On peut aisément comprendre que les modèles souhaitent être payés pour leur temps de pose et plus particulièrement quand il s’agit de nu. Mais la rémunération des modèles est souvent le point le plus délicat dans le rapport entre le photographe et le modèle. Chacun estimant que l’autre peut le faire gratuitement en échange des clichés (et de leurs retombées potentiels) ou par passion. Le vrai fond du problème est le manque de moyens d’un côté comme de l’autre. C’est elle qui pousse à vouloir s’en tirer à moindre coût.


On comprend d’autant plus les demandes de rémunération des modèles que cela est souvent mis en avant aussi bien dans des articles de magazines ou de blog que par les photographes eux-même comme un moyen de se faire de « l’argent facile ». Or, ce n’est pas toujours si facile que certains le disent (tenir la pose longtemps peut être fatigant, les conditions ne sont pas toujours agréables). De plus, accepter de l’argent vous oblige à fournir une prestation de qualité (variété des poses, état du corps, honorer le contrat que vous avez accepté, etc.). Refuser de faire ce sur quoi vous vous êtes entendus à l’avance avec un photographe peut vous exposer à devoir rembourser l’intégralité des frais dépensés pour la séance.

Comprenez-moi bien, vous avez le droit de changer d’avis, mais si vous acceptez de poser pour une séance à l’autre bout de la terre et que finalement vous ne le voulez plus il est logique que les billets d’avion, les hébergements et tous les autres frais vous soient refacturés si aucune solution n’a pu être trouvée.
Pour en revenir à nos moutons, je parle d’épineux problème pour la rémunération des modèles, car il n’y a qu’un seul moyen pour rester dans le cadre légal : être un modèle en agence.

Évidemment, les agences n’acceptent pas tout le monde, c’est même plutôt le contraire. Il existe peut-être quelques agences qui proposent des profils plus atypiques (modèle grande taille, tatoué…) mais elles sont plus rares et le travail est lui aussi plus rare. Bref, le choix de travailler en agence ne vous appartient pas, ce sont les agences qui vous choisissent.

Quelles solutions en dehors de ce cadre ?

Et bien malheureusement aucune solution concernant la rémunération des modèles ne respecte complètement la loi.
Pour respecter la loi, il faut qu’il y ait un contrat qui ne sera possible que si vous êtes en agence.
Certains photographes pensent que le CDD d’usage en vous qualifiant d’intervenant spécialisé est une manière légale de contourner ce problème malheureusement, il semble que ce CDD soit exclusivement réservé à la production de contenu vidéo. De toute façon, c’est souvent là que le problème arrive, car les modèles n’ont pas de statuts ni d’existence juridique.

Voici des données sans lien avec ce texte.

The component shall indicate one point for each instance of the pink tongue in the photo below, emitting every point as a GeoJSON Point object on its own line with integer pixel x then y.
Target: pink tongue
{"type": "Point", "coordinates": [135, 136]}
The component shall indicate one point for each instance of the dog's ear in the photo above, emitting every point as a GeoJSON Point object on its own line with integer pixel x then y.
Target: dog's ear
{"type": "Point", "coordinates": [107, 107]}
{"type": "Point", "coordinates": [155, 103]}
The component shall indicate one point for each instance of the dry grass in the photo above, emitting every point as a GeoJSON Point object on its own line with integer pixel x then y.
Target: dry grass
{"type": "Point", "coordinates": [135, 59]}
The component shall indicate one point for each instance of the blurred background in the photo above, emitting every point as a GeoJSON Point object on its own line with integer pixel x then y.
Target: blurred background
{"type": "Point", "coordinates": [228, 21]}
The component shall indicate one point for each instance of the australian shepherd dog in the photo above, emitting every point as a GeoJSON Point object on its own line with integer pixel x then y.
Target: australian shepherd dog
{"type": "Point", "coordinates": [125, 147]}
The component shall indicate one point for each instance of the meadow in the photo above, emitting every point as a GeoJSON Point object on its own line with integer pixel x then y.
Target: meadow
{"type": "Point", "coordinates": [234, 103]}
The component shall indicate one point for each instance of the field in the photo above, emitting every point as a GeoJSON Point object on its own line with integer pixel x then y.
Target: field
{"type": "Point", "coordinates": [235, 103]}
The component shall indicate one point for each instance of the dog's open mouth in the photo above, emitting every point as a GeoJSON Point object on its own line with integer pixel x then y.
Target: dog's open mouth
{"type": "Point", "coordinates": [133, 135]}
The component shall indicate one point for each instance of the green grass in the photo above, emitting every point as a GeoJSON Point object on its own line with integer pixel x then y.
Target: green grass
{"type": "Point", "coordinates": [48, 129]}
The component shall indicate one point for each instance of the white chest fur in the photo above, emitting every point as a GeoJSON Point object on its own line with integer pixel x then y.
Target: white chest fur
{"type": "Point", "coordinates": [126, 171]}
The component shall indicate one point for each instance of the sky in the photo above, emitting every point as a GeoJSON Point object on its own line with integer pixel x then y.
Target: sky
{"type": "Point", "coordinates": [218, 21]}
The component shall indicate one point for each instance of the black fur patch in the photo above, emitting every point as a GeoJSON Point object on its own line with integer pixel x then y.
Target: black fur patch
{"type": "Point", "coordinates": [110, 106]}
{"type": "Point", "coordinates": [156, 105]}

De plus, pour vous payer la société, peut vous demander une facture, or, vous ne pouvez pas émettre de facture en tant que mannequin photo ou modèle photo, car le statut de freelance n’existe pas pour ces métiers. Pourquoi ? Tout simplement pour éviter la prostitution et le travail dissimulé. C’est aussi pour cette raison que le statut d’autoentrepreneur, n’existe pas pour cette catégorie.

Vous pouvez mentir sur la nature de votre microentreprise ou de votre statut de free-lance, mais ne nous trompons pas… Nous publions les photos, elles sont donc faciles à trouver pour les services du fisc et sont en général signées ou hébergées sur des sites personnels (on ne parlera même pas des réseaux sociaux à vos noms que le fisc exploite déjà régulièrement dans ses enquêtes.). Bref, vous seriez dans l’illégalité et compter sur votre chance peut se retourner contre vous (et je vous laisse imaginer la réputation qui vous sera faite si à chaque fois que vous posez pour un photographe, il prend un contrôle fiscal).
De manière exceptionnelle, il est possible d’obtenir une rémunération pour votre droit à l’image de manière tout à fait légale. La question est combien de fois pouvez-vous le faire avant que cela ne soit plus considéré comme exceptionnel. Je n’ai pas trouvé de réponse précise officielle à cette question.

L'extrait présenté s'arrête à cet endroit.